Process model basics

Generally a process can have other processes as parts, and can have instances with start and end times associated with them. A planned process is carried out by agent(s) who are guided by some kind of plan specification, an ICE which has objective and action components. A study design and its protocol part(s) are subclasses of plan specification. This is documented in the Core Classes page.

A process / datum model diagram shows how material entities or data items can be an input or output of some process. This diagram often includes parts of entity property diagrams in order to reference components as inputs or in aboutness clauses.

The assay process diagram to right details axioms that enable types of assay to inherit requirements: [paraphrasing] that an assay input is a material entity playing an evaluant role, and that an assay outputs one or more data items.


The next example shows a mass measurement assay which takes in some material and outputs a mass measurement datum. The output datum is stated to be a measure of (only) mass quality. The is quality measurement of object property is actually a sub-property of is about which is used when the target of aboutness is a quality.

The Abox shows John as an input (standing on a scale, say), and documents that a mass measurement datum has been taken by the mass measurement assay. A process modeller can work at this more abstract level, avoiding references to specific protocols or instruments involving, say, units of measure. Alternately, by merging process modelling with specific value specifications (described below), we can describe particular equipment used in an experimental protocol or execution - say a brand and model of weight scale that is only capable of measuring in grams. (That level of detail promotes an ontology-driven plug-and-play future of equipment selection and protocol design.)

Processes with inputs playing roles

Mark’s doctor/patient interaction event example here….

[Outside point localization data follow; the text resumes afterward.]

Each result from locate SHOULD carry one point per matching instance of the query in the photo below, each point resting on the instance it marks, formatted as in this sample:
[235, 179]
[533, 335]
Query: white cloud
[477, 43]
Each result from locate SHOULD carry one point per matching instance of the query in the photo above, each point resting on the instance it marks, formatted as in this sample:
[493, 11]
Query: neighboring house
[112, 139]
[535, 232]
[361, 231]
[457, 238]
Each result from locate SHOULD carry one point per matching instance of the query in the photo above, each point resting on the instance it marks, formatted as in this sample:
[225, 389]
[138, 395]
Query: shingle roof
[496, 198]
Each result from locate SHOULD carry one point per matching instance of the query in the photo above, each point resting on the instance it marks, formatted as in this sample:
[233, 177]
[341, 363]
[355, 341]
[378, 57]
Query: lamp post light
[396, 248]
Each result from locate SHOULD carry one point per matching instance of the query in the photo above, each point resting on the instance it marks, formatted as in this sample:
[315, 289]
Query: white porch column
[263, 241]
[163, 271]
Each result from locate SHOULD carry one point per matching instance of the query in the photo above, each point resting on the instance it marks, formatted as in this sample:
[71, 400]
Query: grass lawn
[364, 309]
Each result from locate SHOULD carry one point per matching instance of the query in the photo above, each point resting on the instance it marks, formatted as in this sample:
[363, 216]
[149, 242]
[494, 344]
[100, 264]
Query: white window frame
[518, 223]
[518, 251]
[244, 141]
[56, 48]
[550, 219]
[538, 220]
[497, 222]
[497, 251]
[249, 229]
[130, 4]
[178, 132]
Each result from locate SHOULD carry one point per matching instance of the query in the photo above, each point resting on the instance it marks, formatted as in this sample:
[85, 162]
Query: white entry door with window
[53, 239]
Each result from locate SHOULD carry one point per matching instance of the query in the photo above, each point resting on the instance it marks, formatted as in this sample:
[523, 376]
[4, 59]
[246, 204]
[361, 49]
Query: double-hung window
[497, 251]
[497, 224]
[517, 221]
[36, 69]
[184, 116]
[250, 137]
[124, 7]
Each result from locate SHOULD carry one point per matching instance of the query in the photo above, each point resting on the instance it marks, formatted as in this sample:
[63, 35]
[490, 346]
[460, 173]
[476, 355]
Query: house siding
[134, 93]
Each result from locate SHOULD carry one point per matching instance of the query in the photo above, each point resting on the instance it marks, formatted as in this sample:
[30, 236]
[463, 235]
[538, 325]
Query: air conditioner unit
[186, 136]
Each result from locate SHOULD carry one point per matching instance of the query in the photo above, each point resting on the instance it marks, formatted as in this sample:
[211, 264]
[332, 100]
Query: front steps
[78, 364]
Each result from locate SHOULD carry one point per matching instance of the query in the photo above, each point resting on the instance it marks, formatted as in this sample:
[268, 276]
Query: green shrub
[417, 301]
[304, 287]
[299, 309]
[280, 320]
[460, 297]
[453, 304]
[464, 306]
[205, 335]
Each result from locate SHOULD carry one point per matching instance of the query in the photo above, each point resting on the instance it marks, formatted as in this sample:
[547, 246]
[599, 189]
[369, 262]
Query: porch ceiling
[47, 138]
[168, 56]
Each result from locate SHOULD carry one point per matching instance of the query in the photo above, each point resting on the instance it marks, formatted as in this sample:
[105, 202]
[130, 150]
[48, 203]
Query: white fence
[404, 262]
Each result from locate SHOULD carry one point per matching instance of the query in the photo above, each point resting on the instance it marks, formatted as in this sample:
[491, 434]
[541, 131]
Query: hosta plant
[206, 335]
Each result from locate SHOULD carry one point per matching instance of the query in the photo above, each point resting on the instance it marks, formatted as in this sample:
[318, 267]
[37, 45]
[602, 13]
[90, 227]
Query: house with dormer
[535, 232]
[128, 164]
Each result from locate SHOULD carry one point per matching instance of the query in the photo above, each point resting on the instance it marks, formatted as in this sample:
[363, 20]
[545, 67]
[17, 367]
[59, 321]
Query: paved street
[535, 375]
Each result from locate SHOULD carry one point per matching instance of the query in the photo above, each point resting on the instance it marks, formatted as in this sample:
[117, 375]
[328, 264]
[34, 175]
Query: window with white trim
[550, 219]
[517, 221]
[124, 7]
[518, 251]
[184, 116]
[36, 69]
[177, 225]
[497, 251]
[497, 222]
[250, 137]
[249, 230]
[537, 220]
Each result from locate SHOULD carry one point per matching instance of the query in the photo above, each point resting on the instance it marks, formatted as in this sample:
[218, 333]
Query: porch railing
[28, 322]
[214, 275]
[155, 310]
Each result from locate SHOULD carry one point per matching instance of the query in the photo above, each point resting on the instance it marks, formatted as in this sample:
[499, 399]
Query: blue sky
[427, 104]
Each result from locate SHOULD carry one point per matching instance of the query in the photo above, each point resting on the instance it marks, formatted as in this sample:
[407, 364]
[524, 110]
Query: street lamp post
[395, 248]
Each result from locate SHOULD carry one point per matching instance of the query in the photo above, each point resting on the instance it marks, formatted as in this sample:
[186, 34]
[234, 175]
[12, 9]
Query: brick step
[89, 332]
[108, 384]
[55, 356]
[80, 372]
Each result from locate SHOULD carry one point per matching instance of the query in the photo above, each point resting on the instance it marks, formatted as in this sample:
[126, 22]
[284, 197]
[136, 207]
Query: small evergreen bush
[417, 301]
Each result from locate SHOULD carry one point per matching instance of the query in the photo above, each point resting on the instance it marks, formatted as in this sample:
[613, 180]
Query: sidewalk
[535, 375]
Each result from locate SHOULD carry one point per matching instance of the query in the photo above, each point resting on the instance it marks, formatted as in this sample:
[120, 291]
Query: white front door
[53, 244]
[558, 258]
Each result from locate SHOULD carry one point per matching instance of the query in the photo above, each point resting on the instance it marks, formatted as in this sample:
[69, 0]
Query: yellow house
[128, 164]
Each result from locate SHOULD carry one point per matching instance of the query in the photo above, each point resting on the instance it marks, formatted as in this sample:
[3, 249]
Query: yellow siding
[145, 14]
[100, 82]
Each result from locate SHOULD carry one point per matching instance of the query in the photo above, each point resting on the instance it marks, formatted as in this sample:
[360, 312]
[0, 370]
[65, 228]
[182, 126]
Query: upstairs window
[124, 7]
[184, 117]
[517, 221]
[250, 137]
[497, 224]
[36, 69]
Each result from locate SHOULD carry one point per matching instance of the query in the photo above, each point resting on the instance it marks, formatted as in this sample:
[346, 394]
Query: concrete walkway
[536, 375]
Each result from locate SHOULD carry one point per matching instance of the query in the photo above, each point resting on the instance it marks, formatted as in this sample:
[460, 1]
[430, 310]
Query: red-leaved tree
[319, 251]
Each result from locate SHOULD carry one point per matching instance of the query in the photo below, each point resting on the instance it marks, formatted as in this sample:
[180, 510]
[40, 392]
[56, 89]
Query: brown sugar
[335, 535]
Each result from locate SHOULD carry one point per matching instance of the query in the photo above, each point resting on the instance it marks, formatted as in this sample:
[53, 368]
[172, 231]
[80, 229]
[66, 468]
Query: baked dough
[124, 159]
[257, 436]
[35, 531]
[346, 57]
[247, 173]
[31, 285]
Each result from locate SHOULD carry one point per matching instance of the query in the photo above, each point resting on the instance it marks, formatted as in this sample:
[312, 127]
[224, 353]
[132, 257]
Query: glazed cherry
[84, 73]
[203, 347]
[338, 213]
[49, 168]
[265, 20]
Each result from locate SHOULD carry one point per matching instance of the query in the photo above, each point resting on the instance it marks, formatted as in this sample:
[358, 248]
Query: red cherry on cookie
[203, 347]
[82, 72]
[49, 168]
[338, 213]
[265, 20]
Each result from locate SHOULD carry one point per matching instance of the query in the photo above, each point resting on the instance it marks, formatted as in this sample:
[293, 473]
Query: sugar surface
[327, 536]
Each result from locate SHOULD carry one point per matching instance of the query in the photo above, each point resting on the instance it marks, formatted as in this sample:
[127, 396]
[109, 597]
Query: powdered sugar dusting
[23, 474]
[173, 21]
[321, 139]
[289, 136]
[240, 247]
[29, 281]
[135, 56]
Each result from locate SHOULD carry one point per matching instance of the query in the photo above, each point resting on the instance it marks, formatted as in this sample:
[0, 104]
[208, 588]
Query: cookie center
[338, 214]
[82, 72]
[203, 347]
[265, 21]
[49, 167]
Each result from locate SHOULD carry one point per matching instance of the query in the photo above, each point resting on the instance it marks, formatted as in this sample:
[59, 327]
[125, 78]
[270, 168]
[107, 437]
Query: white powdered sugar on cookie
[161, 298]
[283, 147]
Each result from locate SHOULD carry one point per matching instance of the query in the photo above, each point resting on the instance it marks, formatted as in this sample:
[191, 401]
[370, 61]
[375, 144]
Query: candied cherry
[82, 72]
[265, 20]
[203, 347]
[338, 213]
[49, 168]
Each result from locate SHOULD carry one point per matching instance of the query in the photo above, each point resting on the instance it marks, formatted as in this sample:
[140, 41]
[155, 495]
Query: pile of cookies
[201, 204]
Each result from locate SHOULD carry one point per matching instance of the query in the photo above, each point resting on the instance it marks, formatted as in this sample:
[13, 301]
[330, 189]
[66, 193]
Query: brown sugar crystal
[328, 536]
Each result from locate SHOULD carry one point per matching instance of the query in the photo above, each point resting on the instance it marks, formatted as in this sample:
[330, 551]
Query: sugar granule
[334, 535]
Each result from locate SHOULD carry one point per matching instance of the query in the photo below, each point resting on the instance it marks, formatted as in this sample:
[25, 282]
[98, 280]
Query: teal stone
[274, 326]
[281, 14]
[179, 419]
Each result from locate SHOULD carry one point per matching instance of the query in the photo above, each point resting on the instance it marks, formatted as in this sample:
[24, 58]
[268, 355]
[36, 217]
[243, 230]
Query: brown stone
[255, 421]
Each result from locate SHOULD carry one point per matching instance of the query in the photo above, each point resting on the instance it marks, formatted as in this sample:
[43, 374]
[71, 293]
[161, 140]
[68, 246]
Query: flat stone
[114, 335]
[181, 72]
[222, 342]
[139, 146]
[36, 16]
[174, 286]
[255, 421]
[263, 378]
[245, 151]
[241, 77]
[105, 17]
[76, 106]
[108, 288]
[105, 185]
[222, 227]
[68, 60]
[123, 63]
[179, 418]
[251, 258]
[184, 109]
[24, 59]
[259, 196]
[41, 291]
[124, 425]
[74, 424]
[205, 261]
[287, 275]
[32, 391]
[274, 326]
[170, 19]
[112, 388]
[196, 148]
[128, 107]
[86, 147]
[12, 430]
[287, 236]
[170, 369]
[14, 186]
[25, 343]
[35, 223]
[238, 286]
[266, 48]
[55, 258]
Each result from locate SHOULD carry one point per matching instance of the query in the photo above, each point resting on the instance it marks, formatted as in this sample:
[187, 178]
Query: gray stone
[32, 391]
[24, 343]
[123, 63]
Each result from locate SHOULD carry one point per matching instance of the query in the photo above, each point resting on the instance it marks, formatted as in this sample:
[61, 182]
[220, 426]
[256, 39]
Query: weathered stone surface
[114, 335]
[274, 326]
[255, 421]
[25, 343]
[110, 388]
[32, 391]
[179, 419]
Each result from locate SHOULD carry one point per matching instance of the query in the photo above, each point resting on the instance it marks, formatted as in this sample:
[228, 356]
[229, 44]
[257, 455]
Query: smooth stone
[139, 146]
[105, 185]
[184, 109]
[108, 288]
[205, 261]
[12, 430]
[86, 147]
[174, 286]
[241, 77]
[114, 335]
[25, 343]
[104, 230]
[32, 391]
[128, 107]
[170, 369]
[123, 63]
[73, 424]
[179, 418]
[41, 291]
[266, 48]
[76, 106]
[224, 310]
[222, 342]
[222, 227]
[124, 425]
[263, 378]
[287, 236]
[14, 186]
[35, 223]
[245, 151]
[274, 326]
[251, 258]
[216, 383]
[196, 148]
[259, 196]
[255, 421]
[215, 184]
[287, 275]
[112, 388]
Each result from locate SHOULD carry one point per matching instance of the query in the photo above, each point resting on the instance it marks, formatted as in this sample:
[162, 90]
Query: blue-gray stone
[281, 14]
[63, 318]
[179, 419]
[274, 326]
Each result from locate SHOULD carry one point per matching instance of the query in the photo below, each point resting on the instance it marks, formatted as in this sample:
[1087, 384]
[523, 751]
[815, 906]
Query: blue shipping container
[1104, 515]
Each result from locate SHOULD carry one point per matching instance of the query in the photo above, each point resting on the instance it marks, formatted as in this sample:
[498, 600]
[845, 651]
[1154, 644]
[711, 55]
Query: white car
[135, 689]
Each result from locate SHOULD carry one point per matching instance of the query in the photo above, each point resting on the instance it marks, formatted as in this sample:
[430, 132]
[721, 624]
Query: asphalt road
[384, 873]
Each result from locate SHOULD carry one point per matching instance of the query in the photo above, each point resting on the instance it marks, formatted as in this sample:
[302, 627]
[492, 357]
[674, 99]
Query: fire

Processes can have other participants besides inputs and outputs, such as operators and material consumables.

Process parts

Here is a representation of a patient’s HPV status, adapted from “Ontology-Enhanced Representations of Non-image Data in The Cancer Imaging Archive”. It illustrates that one may want to record the input to a subprocess and the output of a more abstract process, in this case involving an assay as part of a diagnostic process.

Material processing

Processes don’t necessarily generate information products. The OBI material processing class covers many kinds of process such as sample preparation, manufacturing, and staining. Processed specimen is likely needed as part of experimental protocol modeling involving biosamples. It remains a material entity, rather than a data item that assays output.